For complete Celery configuration including setting up Redis as a broker and backend, see Work with Redis Celery Broker. You’ll need to configure settings such as:

SPIFFWORKFLOW_BACKEND_CELERY_BROKER_URL=redis://localhost
SPIFFWORKFLOW_BACKEND_CELERY_RESULT_BACKEND=redis://localhost

Validation¶

The application will validate these settings during startup. If SPIFFWORKFLOW_BACKEND_PROCESS_INSTANCE_METADATA_BACKFILL_ENABLED is set to true but Celery is not enabled, the application will fail to start.

How It Works¶

1. Adding New Metadata Extraction Paths¶

When you update a process model to add new metadata extraction paths:

// Before update
{
  "metadata_extraction_paths": [
    {"key": "customer_id", "path": "customer.id"}
  ]
}

// After update
{
  "metadata_extraction_paths": [
    {"key": "customer_id", "path": "customer.id"},
    {"key": "invoice_number", "path": "invoice.number"}  // New metadata path
  ]
}

2. Automatic Detection¶

The system automatically detects the new metadata path (invoice_number) when the process model is updated.

3. Background Processing¶

A Celery task is automatically triggered to backfill the new metadata:

The system queries all existing process instances for the process model
For each instance, it:
- Retrieves the most recent completed task data
- Extracts values for the new metadata paths from the task data
- Adds the new metadata to the process instance

4. Monitoring¶

The backfill operation logs:

Start and completion of the backfill process
Number of process instances processed and updated
Processing time
Any errors encountered

Performance Considerations¶

The backfill process runs as a background task and won’t affect application performance
Process instances are processed in batches (default: 100 instances per batch)
Database transactions are committed after each batch to avoid large transaction sizes

Best Practices¶

Monitoring: Monitor the logs when adding new metadata fields to process models with many instances.
Timing: Consider adding new metadata fields during off-peak hours for large process models.
Verification: After backfill completes, verify that the metadata is correctly populated using process instance reports.

FAQ¶

Q: What happens if the data doesn’t exist in some process instances?
A: The backfill process will set the metadata value to null for instances where the data doesn’t exist.

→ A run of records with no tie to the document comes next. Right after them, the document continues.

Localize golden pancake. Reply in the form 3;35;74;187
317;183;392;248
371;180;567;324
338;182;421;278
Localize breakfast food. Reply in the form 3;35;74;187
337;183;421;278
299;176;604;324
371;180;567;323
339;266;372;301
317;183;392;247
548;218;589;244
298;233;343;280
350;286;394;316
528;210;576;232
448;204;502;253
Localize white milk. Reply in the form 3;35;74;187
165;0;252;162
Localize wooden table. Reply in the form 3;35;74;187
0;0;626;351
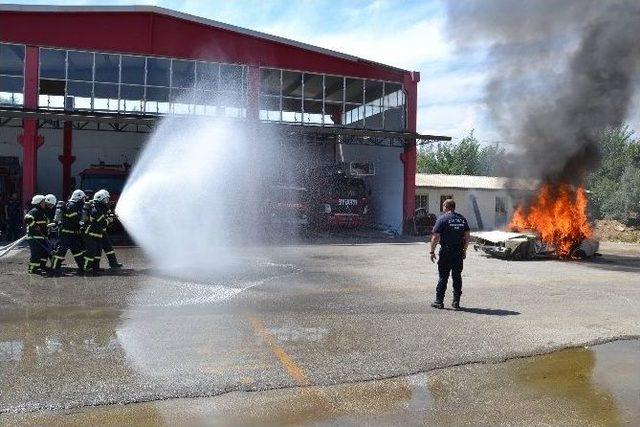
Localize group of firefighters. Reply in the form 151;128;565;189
24;190;122;277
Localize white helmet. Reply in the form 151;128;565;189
31;194;44;206
69;190;87;202
44;194;58;206
93;190;109;203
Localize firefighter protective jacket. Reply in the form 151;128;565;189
85;203;109;239
60;201;84;234
24;206;49;239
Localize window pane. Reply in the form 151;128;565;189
67;82;93;110
324;76;344;102
171;59;196;87
0;76;23;93
219;65;244;92
67;51;93;81
96;53;120;83
120;85;144;100
324;102;342;125
303;100;322;124
282;97;302;123
40;49;66;79
260;96;282;122
94;83;118;99
196;62;218;90
260;69;280;95
282;71;302;97
0;44;24;76
147;58;171;87
365;80;382;105
122;56;144;85
345;79;364;104
304;73;323;100
67;82;92;98
147;87;169;102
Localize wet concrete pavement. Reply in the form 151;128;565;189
0;243;640;425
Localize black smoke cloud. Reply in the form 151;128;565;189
447;0;640;184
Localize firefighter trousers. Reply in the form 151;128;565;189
436;249;464;302
52;232;85;271
82;234;102;272
28;237;49;273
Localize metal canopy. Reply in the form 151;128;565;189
0;109;451;147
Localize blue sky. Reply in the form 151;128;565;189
10;0;499;142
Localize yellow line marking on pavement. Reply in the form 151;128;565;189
244;313;311;387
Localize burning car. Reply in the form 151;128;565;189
471;183;600;260
471;230;600;260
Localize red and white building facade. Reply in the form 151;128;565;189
0;5;446;229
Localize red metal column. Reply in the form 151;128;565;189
247;65;260;120
58;122;76;200
18;46;44;203
402;71;420;232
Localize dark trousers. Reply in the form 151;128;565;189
82;234;102;271
28;238;49;273
436;249;464;301
52;232;84;271
7;221;23;242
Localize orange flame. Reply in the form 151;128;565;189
509;184;593;258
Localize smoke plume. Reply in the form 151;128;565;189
447;0;640;184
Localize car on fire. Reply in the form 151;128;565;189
471;230;600;260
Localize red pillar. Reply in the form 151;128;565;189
247;65;260;120
401;71;420;236
18;46;44;203
58;122;76;200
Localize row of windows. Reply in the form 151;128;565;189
0;43;24;105
260;68;405;130
0;44;406;130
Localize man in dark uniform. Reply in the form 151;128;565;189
52;190;85;277
24;194;49;274
84;190;122;275
430;199;469;310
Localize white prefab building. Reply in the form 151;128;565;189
415;173;536;230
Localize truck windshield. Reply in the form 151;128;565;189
81;175;126;194
333;178;366;198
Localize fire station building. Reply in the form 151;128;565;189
0;5;448;231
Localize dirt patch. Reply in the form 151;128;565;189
595;219;640;243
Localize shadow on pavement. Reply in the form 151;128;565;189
445;307;520;316
582;254;640;273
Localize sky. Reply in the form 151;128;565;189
3;0;499;143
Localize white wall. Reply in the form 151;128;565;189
342;145;404;233
416;187;514;230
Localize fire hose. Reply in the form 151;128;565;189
0;234;27;258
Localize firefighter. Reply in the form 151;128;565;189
24;194;49;274
51;190;86;277
83;190;122;275
430;199;469;310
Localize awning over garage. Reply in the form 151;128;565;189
0;109;451;147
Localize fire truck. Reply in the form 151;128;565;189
78;162;131;241
307;162;375;228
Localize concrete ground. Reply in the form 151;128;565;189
0;239;640;425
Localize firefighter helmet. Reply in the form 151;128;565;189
44;194;58;206
31;194;44;206
93;190;109;204
69;190;87;202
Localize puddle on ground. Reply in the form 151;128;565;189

Q: Can I trigger a backfill manually for existing metadata paths?
A: The current implementation only triggers backfills when new metadata paths are added. For manual backfills, you would need to remove and re-add the metadata paths.

Q: How long does the backfill process take?
A: It depends on the number of process instances and the complexity of the data. For most cases, it completes within seconds or minutes.